We can now plot the data of the one file we imported. The explanation of the individual steps is given in the comments in the code. If you are interested in more details, take a look at GeoPandas Mapping.

import matplotlib.pyplot as plt

# Define base of the plot.
fig, ax = plt.subplots(1, 1, figsize=(40, 40), dpi=100)
# Disable the axes
ax.set_axis_off()
# Plot the data
data.plot(
    column='value',  # Column defining the color
    cmap='rainbow',  # Colormap
    marker='H',  # marker layout. Here a Hexagon.
    markersize=1,
    ax=ax,  # Base
    vmax=0.0005,  # Used as max for normalize luminance data
)

# Plot the boundary of the countries on top
world.geometry.boundary.plot(color=None, edgecolor='black', ax=ax)

single plot

Although this is the data of just one nc-file, we can already see a lot on this plot. For one, we can see the path the satellite took while recording the data. We can also see that we do not have any data points in the north. This is due to the fact that the satellite's spectrophotometer needs light to work and it is using the sunlight for that. And since our data is from December, from a certain latitude up north, there is not enough sunlight available to conduct the measurments.

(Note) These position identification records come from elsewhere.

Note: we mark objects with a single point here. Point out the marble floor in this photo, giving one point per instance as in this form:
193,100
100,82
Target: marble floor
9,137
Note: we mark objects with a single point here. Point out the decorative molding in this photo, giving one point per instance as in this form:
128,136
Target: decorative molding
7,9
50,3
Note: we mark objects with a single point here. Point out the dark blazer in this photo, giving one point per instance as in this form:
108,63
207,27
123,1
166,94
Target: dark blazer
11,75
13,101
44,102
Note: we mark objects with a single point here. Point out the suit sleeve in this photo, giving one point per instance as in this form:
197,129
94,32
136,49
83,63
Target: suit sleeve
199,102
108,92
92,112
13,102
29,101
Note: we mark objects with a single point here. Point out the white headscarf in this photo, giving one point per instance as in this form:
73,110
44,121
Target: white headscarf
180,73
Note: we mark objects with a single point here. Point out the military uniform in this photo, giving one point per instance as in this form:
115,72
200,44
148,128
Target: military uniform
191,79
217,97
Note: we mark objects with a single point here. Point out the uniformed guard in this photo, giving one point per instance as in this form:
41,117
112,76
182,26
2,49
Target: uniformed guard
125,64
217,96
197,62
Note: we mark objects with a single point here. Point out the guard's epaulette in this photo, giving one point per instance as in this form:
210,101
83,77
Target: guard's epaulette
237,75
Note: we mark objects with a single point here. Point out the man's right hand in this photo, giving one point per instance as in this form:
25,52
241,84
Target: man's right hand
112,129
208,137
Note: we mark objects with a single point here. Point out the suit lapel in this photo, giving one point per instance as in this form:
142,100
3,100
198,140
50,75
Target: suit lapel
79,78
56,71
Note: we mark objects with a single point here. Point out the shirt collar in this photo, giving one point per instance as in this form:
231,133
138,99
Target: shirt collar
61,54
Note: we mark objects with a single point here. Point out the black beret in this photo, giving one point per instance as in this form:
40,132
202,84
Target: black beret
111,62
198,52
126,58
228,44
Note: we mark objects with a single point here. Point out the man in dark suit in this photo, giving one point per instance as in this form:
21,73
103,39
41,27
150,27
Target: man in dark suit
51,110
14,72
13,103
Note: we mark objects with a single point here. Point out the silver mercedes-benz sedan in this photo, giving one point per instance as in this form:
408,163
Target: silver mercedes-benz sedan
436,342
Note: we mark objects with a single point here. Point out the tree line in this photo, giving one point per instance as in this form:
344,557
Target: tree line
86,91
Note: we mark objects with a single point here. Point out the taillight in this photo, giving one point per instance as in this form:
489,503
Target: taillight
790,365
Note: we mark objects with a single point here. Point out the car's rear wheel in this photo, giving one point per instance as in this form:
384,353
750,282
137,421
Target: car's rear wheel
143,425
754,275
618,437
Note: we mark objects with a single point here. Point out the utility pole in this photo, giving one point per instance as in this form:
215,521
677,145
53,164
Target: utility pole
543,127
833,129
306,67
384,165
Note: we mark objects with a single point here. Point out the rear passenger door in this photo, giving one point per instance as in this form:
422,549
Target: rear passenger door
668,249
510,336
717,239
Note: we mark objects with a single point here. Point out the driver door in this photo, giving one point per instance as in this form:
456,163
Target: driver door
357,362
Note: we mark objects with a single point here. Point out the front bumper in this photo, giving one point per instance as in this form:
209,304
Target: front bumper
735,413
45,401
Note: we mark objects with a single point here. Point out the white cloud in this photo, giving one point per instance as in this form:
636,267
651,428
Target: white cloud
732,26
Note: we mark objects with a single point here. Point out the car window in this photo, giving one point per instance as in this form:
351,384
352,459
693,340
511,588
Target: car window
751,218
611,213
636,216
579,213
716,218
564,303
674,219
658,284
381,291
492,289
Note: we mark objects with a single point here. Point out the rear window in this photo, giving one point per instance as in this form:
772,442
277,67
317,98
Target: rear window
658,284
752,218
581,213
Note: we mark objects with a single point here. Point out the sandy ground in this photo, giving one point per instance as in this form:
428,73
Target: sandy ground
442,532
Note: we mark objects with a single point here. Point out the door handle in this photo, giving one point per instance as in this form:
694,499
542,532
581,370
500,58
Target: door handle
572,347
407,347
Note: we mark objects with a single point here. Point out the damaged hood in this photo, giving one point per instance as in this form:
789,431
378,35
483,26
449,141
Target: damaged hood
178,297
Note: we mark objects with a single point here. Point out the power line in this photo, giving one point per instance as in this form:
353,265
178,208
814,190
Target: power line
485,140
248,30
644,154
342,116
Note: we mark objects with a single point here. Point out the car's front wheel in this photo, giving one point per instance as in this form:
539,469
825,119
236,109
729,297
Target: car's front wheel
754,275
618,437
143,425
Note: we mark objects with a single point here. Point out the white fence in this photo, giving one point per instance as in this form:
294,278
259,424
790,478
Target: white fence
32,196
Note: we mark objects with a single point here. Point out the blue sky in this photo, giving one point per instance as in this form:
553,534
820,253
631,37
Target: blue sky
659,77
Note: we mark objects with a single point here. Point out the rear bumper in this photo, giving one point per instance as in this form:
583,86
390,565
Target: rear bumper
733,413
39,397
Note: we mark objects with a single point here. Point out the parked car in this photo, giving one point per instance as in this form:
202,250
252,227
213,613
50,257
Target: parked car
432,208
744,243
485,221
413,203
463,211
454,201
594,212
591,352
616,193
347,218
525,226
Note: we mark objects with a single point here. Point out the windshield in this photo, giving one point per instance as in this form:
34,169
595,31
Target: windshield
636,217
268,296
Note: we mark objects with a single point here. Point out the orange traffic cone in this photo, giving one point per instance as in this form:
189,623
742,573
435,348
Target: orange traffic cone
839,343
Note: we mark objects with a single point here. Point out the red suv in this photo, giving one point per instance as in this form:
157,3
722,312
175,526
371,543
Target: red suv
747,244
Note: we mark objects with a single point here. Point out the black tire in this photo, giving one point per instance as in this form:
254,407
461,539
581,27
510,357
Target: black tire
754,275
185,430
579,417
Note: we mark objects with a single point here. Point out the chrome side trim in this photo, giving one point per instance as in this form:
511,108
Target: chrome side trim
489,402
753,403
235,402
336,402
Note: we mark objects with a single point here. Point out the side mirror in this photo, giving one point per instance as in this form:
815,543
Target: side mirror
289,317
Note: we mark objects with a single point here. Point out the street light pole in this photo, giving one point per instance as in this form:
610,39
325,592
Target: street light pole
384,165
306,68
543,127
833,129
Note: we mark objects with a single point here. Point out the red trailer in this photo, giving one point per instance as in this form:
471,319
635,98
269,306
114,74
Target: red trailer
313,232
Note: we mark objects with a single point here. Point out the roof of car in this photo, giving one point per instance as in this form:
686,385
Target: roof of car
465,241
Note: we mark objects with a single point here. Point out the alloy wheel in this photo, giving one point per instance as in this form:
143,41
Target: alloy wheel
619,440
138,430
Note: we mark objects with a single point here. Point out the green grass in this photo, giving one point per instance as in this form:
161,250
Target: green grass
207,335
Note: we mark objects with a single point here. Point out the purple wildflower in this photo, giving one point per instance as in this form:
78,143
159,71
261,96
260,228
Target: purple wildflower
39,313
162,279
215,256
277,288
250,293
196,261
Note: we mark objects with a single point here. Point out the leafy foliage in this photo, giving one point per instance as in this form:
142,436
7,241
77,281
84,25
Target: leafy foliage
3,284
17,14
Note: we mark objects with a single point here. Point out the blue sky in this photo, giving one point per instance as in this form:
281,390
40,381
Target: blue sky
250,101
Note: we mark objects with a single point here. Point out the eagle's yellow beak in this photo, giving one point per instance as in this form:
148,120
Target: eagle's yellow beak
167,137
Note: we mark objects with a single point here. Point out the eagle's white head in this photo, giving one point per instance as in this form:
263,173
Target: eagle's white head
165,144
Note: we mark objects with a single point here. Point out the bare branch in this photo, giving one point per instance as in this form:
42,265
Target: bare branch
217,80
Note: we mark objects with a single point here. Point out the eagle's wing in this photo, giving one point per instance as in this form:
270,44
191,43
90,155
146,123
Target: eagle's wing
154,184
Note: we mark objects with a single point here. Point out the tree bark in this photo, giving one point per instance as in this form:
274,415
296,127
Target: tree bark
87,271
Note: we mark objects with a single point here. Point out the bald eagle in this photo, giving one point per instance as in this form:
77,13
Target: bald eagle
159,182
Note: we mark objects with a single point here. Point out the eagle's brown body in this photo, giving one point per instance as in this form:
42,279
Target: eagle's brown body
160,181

Also, we can see a high peak of nitrogen dioxide off the south eastern coast of Australia which probably stems from the bushfires.

Plotting multiple Files

Finally, we will use all data we downloaded in the first step and put it into one single plot with an overview of the nitrogen dioxide values over the whole world.

To do that, we will first load all files and chain them together using Pandas concat. Next, we will be using the same techniques as before to reduce the data and create a geopandas.geodataframe.GeoDataFrame.

import glob

import pandas


# Read in all files
data = []
for filename in glob.glob('data/S5P_OFFL_L2__NO2____/*.nc'):
    data.append(s5a.load_ncfile(filename))

# Combine points
data = pandas.concat(data, ignore_index=True)

# Reduce points
data = s5a.filter_by_quality(data)
data = s5a.point_to_h3(data, resolution=5)
data = s5a.aggregate_h3(data)
data = s5a.h3_to_point(data)

# Create geopandas dataframe
geometry = geopandas.points_from_xy(data.longitude, data.latitude)
data = geopandas.GeoDataFrame(data, geometry=geometry, crs={'init' :'epsg:4326'})

# Projection change
data = data.to_crs(robinson_projection)

Now we plot this data the same we way we did before and we will get this result:

Scatter Plot

We are not able to see a clear pattern of the fireworks around the world, but that might also be due to the fact that the satellite can only conduct measurements during the day and not around midnight. However, we can clearly see the impact of the bushfires in Australia and the pollution around the Beijing area in China.

If you want to try this yourself, you can also take a look at this Jupyter Notebook.